Fitch: Reinsurance Sector Rating Outlook Revised from Negative to Stable

July 27, 2004

Fitch Ratings has revised its Rating Outlook for the global reinsurance sector to Stable from Negative. Prior to this change, Fitch had maintained a Negative Rating Outlook on the sector since 2001.

Fitch’s revised Outlook reflects the agency’s expectations for fewer rating changes in the near-term, and that the number of rating downgrades will more closely compare to the number of rating upgrades going forward.

A major contributing factor to Fitch’s revision in Rating Outlook is the sector’s improving reserve position along with the agency’s heightened comfort that company-specific projected reserve deficiencies have been incorporated into current ratings. Fitch believes that adverse reserve development over the next 18-24 months will be lower in magnitude than that experienced in 2003 and notes that 2003’s adverse development was significantly less than that experienced by the sector in 2002.

In addition, Fitch believes that such development will affect a more limited number of reinsurers, and given the sector’s recent strong capital formation, will be manageable from a capital perspective.

Fitch cites two primary reasons for the improvement in the reinsurance sector’s reserve profile.

First, is the improving, although still deficient, reserve position of the property/casualty sector in the U.S., which was a key factor behind Fitch’s recent decision to revise its rating outlook on the commercial lines sector to Stable from Negative. Historically, the U.S. has been a major source of much of the global reinsurance sector’s adverse development and Fitch’s projected industry-wide deficiency has declined moderately to a range of $44-62 billion, compared to a range of $46-77 billion a year ago.

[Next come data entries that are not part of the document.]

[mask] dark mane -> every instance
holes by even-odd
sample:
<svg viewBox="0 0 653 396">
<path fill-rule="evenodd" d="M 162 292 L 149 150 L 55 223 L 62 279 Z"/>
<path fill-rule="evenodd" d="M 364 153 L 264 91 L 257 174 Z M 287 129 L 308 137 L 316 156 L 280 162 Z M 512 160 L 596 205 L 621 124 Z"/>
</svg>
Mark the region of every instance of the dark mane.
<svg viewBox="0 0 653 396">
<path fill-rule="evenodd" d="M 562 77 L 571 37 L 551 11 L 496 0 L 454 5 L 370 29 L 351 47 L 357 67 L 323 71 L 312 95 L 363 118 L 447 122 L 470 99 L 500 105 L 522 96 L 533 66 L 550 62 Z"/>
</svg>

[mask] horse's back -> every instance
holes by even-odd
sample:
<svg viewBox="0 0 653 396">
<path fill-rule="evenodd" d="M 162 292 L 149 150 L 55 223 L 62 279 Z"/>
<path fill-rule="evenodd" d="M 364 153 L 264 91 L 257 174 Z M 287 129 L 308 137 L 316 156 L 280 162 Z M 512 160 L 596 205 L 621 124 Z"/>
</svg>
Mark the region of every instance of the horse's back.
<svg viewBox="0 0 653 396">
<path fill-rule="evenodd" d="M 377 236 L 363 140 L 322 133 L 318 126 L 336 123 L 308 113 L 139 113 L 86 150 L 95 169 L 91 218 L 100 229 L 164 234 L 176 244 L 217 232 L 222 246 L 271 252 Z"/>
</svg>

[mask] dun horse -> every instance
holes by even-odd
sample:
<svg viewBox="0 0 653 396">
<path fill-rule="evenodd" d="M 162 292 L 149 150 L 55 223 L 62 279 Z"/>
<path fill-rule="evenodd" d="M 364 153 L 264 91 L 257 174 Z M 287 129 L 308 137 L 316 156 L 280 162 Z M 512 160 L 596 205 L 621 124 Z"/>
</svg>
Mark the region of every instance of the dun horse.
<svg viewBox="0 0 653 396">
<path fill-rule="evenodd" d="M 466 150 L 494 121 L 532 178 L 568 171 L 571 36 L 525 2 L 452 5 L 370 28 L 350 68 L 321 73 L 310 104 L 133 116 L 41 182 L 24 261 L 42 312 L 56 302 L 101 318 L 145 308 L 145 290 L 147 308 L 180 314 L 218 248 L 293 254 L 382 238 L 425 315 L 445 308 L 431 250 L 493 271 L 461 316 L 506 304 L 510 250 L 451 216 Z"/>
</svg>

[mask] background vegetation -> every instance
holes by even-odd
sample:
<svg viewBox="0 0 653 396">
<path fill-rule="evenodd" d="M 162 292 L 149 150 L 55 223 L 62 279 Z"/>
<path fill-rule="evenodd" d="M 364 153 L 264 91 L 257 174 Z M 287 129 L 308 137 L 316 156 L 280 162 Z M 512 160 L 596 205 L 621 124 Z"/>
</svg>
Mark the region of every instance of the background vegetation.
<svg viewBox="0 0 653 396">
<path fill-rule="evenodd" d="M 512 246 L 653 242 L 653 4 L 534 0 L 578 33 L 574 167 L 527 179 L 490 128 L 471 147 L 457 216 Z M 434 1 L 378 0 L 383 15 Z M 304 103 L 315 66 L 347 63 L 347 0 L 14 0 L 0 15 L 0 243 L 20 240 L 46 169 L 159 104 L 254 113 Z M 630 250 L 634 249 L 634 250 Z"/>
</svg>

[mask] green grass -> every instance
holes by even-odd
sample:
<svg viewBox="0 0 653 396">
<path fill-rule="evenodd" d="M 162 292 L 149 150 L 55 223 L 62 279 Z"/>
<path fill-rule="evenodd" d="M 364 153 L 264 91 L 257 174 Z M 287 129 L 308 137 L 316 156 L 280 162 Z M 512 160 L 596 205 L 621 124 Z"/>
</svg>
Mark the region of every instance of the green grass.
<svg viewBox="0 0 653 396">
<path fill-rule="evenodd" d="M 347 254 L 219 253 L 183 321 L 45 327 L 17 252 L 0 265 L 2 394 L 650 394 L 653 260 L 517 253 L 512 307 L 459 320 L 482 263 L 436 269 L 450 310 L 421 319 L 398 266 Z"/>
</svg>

Second, reinsurers and cedants re-underwrote large portions of their books of business in recent years, which when coupled with the significant rate increases implemented during the 2001-2003 hard market, results in comparatively little risk that reserves for the more recent accident years will develop adversely.

The revision in Fitch’s outlook also reflects its belief that market conditions will continue to support adequate profitability and returns on capital. Although premium rate increases in the sector have moderated from those prevalent in 2002 and 2003, Fitch believes that they are moderating from a technically adequate level that is able to produce an underwriting profit.

Market conditions have clearly evolved over the last 12 to 18 months. Starting in 2001 when the reinsurance sector emerged from the soft market, essentially all segments of the sector were able to implement rate increases and to tighten terms and conditions. Fitch views the current and near-term market as much more of a ‘risk selectors’ market, since the ability to maintain rate adequacy and hard fought terms and conditioning tightening, depends on the reinsurer’s specific characteristics and the class of business being written.

Fitch’s revised Outlook also reflects its expectation of a higher interest rate environment as global economic growth accelerates. Fitch believes that this environment will foster continued improvements in bond portfolio credit-quality and higher bond portfolio yields on new cash flows that from a rating perspective, will more than offset interest rate driven declines in bond values.

While Fitch believes that this return to a more ‘typical’ interest rate environment will ultimately pressure the sector’s premium rates and terms and conditions, it believes that this pressure is unlikely to materialize in the near-term.

Absent a large natural catastrophe, Fitch projects the sector’s 2004 combined ratio in a range of 95-98% as earnings will continue to benefit from strong premium rate increases implemented during the hard market of 2001-2003.

Fitch expects the sector’s combined ratio to bottom-out within the next 12 months as the earnings benefit from the hard market runs off and the impact of the more moderate rate environment takes effect.